What is it that has so far gone unnoticed by the British public. Is it simply a case of getting up in the morning knowing that Gordon is on the other side of the bed? Maybe it's her friendships with stars like literary phenomenon JK Rowling, she of Harry Potter fame. Or perhaps it's her support of women's charities. Difficult not to support empowerment for women in less developed countries where they bare the brunt of harsh tradition -- not least Afghanistan where this week a furor erupted over sanctioning rape in marriage and condemning women to even more repressive rules in an already repressive society.

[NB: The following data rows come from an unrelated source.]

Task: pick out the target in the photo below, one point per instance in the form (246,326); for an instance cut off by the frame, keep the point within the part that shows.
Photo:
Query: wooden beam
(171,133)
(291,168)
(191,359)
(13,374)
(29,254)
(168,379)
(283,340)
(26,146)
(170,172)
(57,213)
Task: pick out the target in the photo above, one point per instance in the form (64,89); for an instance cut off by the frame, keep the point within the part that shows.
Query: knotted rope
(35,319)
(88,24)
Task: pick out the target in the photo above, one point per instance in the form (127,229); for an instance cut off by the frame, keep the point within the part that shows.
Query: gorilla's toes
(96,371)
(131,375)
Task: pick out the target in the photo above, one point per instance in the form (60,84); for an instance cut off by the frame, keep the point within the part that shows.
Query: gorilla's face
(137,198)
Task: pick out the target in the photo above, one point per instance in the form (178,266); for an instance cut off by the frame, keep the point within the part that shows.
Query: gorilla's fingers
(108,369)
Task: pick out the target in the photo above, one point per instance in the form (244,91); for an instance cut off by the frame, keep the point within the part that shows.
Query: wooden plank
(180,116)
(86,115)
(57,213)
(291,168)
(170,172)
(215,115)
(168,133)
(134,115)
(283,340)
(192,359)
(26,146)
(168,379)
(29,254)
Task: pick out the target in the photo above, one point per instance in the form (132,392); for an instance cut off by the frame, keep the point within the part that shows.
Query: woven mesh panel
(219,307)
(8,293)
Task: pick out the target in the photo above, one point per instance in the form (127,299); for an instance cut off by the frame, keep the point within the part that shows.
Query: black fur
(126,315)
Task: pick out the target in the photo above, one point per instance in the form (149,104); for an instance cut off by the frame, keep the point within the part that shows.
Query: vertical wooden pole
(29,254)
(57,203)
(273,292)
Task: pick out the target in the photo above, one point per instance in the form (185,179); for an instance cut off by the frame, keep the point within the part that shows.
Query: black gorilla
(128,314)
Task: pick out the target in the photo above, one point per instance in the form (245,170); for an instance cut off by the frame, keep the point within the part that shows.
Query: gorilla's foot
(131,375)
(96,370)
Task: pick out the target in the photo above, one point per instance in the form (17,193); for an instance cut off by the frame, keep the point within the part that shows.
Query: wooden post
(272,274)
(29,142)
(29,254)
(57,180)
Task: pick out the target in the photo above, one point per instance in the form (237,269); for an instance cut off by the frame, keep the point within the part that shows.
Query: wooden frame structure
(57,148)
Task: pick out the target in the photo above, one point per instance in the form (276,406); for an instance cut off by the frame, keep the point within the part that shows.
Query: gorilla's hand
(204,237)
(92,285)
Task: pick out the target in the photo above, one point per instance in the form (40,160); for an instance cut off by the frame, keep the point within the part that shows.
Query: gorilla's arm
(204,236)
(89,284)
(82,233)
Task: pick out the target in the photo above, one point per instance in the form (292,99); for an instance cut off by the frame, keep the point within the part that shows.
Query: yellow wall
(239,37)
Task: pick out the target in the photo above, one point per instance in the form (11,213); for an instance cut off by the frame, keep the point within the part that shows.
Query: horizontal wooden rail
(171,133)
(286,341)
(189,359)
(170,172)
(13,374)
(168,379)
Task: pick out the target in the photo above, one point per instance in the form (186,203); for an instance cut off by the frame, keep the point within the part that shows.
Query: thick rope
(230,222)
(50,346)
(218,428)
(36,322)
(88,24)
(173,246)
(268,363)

Whatever it is it would be difficult at best to call the domestic Sarah Brown phenomenal. How many women, especially women married to powerful men, don't support charities -- and those who campaign for maternal health are a natural base. Except for the extreme elements in extremist societies, most people think keeping mothers alive is a goal worthy of support.

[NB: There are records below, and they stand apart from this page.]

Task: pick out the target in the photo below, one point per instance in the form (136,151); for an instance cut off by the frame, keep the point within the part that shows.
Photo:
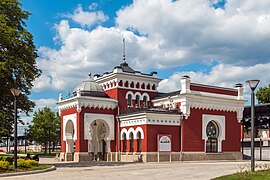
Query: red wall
(81,144)
(210,89)
(64,113)
(192,131)
(84,143)
(154,130)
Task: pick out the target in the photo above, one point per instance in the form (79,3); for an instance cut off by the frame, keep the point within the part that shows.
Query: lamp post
(252,84)
(15,93)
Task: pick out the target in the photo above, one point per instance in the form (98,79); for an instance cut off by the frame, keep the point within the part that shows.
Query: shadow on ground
(85,164)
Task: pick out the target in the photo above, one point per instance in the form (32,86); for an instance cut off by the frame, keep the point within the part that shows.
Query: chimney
(185,84)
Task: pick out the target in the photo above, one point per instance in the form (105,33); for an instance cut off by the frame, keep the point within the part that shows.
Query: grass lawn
(257,175)
(40,167)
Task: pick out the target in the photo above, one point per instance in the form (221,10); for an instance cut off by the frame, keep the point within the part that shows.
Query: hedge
(26,163)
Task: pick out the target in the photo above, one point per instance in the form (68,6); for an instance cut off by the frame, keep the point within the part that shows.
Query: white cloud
(88,18)
(173,33)
(40,104)
(221,75)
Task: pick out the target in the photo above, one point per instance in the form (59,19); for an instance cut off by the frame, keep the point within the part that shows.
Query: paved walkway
(136,171)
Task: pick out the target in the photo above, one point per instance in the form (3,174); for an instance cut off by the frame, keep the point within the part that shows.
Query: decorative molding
(86,101)
(117,77)
(150,119)
(124,130)
(127,132)
(204,100)
(139,129)
(220,121)
(147,96)
(130,93)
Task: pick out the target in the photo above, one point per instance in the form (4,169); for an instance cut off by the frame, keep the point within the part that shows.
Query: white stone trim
(73,118)
(130,130)
(124,130)
(204,100)
(87,101)
(130,93)
(89,118)
(138,94)
(139,129)
(150,119)
(220,121)
(117,77)
(147,96)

Mrs Brown is surely a nice enough woman, interesting, smart, no doubt energetic, a good wife and mother, possibly friend, but phenomenal?

What about those women who have to get up every morning and figure out how they are going to survive the day, how they are going to feed their families, gather firewood to make the meal or make it out of extreme poverty. Marrying the right guy in those circumstances might be considered phenomenal.

And what about those women who climb their way from the deepest deprivation to rise to the top in medicine or politics or science? Or the phenomenal strength of African women, some ordinary others with incredible intelligence, who rebuild their countries or keep their communities together. Or what about the Afghan woman who is married off to a man who beats her, is tortured by her father-in-law, worked almost to death by her mother-in-law but somehow finds the strength to go on? What about the women I have met in refugee camps who find the ability to smile having lost everything?

Admirable as Mrs Brown may be, she is far from phenomenal.